I just did a 16 question LR drill, ulimited time. I can tell how well I managed time for each question but not for the 16 question cohort. If I'm doing a set of level 4 questions, then it's particularly useful to know how I managed my time in aggregate, rather than just for each question, since questions will inevitably vary regarding how much time it takes to answer correctly, and what's really important is the big picture view of tme management -- not just per question. I can calculate this myself by adding/subtracting results for each question in the cohort but you guys should do that automatically for me, please.
5
10 comments
This is now live on the site. Thanks for your patience!

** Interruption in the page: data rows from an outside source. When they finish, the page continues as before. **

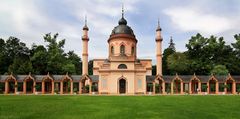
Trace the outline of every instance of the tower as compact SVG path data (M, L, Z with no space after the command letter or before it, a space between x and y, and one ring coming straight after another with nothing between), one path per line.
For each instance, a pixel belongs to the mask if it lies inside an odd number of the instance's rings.
M122 7L122 18L114 27L108 39L110 61L135 61L137 52L137 39L127 20L124 18Z
M88 75L88 27L87 27L87 18L85 17L85 25L83 27L83 36L82 36L82 74Z
M172 36L171 36L171 38L170 38L170 43L169 43L168 48L172 49L173 51L176 51L175 43L173 43L173 38L172 38Z
M158 20L158 26L156 29L156 53L157 53L157 75L162 75L162 29Z

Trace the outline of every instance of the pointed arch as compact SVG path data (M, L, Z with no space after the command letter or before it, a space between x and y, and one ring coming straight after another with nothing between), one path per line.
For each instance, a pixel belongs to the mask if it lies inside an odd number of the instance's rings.
M5 79L5 94L17 92L17 79L11 74Z
M88 75L83 75L79 81L79 93L92 93L92 79Z
M42 93L54 93L54 79L49 74L42 79Z
M126 54L126 44L122 42L120 44L120 55L125 55Z
M61 94L73 94L73 79L68 74L61 79L60 85Z
M225 80L225 85L226 85L225 93L235 94L236 82L230 74L228 75L228 77Z
M117 90L118 94L126 94L128 92L128 81L126 77L121 76L118 78Z
M176 74L171 82L172 94L183 94L183 80Z
M189 82L189 93L198 94L201 92L201 80L194 74Z
M214 75L208 80L208 93L209 94L217 94L218 93L218 80Z
M155 94L164 94L165 93L165 81L162 76L157 75L153 81L153 92Z

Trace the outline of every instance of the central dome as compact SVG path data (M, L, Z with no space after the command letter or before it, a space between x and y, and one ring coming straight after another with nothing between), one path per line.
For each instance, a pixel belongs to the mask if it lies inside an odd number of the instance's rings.
M122 17L118 21L118 26L114 27L114 29L112 30L111 35L115 35L115 34L128 34L128 35L135 36L132 28L127 25L127 20L124 19L124 17Z

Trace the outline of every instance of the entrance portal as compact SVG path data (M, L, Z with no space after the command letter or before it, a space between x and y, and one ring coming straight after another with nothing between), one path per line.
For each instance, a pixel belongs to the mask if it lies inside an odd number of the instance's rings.
M125 79L119 80L119 93L120 94L126 93L126 80Z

There is aggregate timing information at the very bottom of each drill results page (see below). Is that what you're looking for or something else? Just trying to understand!

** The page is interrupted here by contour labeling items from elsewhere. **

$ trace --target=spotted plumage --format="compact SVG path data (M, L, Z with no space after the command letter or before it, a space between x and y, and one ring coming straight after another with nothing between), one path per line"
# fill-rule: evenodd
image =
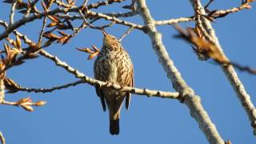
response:
M122 48L119 41L103 30L103 46L94 62L94 71L96 79L122 86L134 86L134 68L128 53ZM106 87L96 86L96 93L101 99L103 110L106 103L110 115L110 133L119 134L120 109L126 98L126 108L128 109L130 94L117 92Z

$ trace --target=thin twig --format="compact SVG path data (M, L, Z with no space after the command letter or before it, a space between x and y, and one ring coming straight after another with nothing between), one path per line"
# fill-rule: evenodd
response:
M121 41L122 41L125 37L126 37L133 30L134 30L134 27L130 27L130 28L128 29L128 30L121 36L121 38L118 39L118 41L121 42Z
M40 34L39 34L39 38L38 38L38 42L42 42L42 34L43 34L43 32L44 32L46 26L46 21L47 21L47 17L46 16L46 17L43 18L43 20L42 20L42 29L41 29L41 31L40 31Z
M17 0L14 0L11 5L10 8L10 26L11 26L14 23L14 17L15 14L15 7L17 4Z
M2 135L1 131L0 131L0 141L1 141L2 144L6 144L6 139L3 137L3 135Z

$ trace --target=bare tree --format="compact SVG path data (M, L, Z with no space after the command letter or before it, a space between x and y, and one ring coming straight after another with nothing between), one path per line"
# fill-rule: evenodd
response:
M76 5L73 0L66 0L66 2L44 0L41 3L38 0L32 2L30 0L26 2L4 1L4 2L11 5L11 10L8 22L0 19L0 25L4 27L4 30L2 30L0 34L0 41L4 46L4 49L1 51L2 57L0 62L0 104L20 106L28 111L33 111L34 106L41 106L46 104L45 101L34 102L30 97L23 98L17 102L9 102L5 98L6 90L10 94L18 91L47 93L82 83L98 87L106 86L115 90L130 92L138 95L178 100L189 108L192 118L198 122L209 143L230 143L230 141L226 141L220 136L215 125L202 105L200 97L186 84L166 50L162 40L162 34L157 30L157 26L174 25L178 30L177 33L178 33L176 37L191 43L194 46L193 50L194 50L199 59L203 61L213 59L222 69L247 114L254 134L256 134L256 110L234 68L251 74L255 74L256 70L230 61L222 51L220 42L211 26L211 23L218 18L225 18L232 13L239 12L244 9L250 9L253 0L242 0L241 6L238 7L216 10L208 9L214 0L210 0L205 6L202 6L200 0L190 0L191 6L194 10L193 16L161 21L156 21L152 17L146 0L133 0L130 2L130 5L122 6L123 9L128 10L128 12L100 13L97 12L98 10L94 10L99 7L110 6L114 3L122 3L124 1L106 0L89 4L89 2L85 0L81 5ZM14 20L14 16L18 13L21 13L22 17ZM128 18L135 15L140 15L143 20L143 25L126 20ZM32 40L33 38L29 38L26 34L22 34L18 30L24 25L35 22L35 20L38 19L42 20L42 27L38 30L39 32L38 36L37 36L38 41ZM102 22L100 26L96 26L96 23L98 23L98 22L101 20L105 20L107 23L102 24ZM178 26L180 22L194 22L195 26L183 30ZM87 76L87 74L80 72L58 58L58 56L54 56L47 52L46 48L50 48L54 43L59 45L69 43L83 29L102 30L106 28L111 29L113 25L121 25L127 27L128 30L124 33L119 41L127 36L132 30L142 31L149 36L152 48L176 90L175 92L122 86L107 82L101 82ZM74 46L74 47L76 46ZM99 53L99 50L95 46L93 46L92 48L78 48L78 50L88 53L88 59L94 58ZM77 81L51 88L27 88L6 77L9 70L14 66L22 66L22 64L26 61L33 61L38 57L43 57L52 61L56 66L62 68L63 70L74 76ZM2 133L0 133L0 138L4 144L5 138Z

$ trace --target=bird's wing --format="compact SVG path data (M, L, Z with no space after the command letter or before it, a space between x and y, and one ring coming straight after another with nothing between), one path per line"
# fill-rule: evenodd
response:
M101 99L101 102L102 102L102 105L103 110L106 111L106 102L105 102L105 98L104 98L104 96L103 96L102 90L101 90L101 88L98 85L95 86L95 90L96 90L97 95Z
M130 72L130 77L131 78L130 78L130 83L129 83L128 86L131 86L131 87L134 87L134 67L133 67L133 65L130 65L130 70L131 70L131 72ZM130 98L131 98L131 94L130 93L127 93L126 94L126 108L127 110L129 109Z
M95 76L96 79L101 80L100 78L98 78L98 74L97 74L97 70L96 70L96 66L97 66L97 63L98 63L97 61L98 61L98 59L95 60L94 66L94 76ZM96 90L97 95L101 99L103 110L106 111L106 102L105 102L102 90L101 90L101 88L98 85L95 86L95 90Z

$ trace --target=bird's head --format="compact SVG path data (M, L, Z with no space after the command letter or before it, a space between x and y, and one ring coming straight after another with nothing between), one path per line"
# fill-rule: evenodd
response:
M114 46L121 45L118 39L117 39L114 36L107 34L105 30L102 30L104 39L103 39L103 46L107 47L112 47Z

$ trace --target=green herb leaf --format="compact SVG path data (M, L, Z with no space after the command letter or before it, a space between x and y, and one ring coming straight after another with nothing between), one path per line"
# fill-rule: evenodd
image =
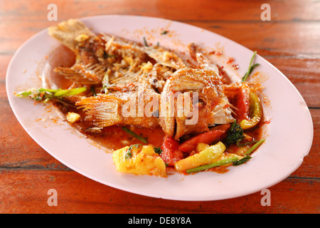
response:
M28 98L32 100L46 103L50 100L58 99L61 97L73 95L85 91L85 87L76 88L70 90L48 89L48 88L31 88L26 91L20 92L15 95L17 97Z
M255 69L255 68L260 65L259 63L255 63L255 64L252 65L252 62L253 62L253 60L255 59L256 54L257 54L257 51L255 51L255 52L253 53L252 57L251 57L250 63L249 64L249 68L248 68L247 73L245 74L245 76L241 79L242 82L245 81L247 80L247 77L249 77L251 72L252 72L252 71Z
M109 55L107 51L103 51L103 58L110 58L110 57L117 57L117 55Z

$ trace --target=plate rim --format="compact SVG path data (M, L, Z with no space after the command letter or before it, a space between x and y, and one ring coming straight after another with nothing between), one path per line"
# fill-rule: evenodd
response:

@J.Y.Ping That's almost what I want; I want aggregate time with respect to aggregate target time. If I'm doing a set of L4 questions, or a set of wrong answer x 2 questions, the target time will vary given the higher difficulty level of those questions. I need to know if I'm on track, timewise; only the aggregate time measured against target time will tell me that. Thanks JY -- you have no idea how deep in my brain your video explanations reside.
@J.Y.Ping For example, JY: I do a 3 question L5 LR drill. First question target time is 1:50, 2nd question target time is 2:00; 3rd question target time is 1:40. Aggregate time I spent on that drill is let's say exactly 6 minutes. How can I tell whether my timing is good? By knowing the aggregate target time of 5:30 -- that tells me what I need to know re timing for that particular drill.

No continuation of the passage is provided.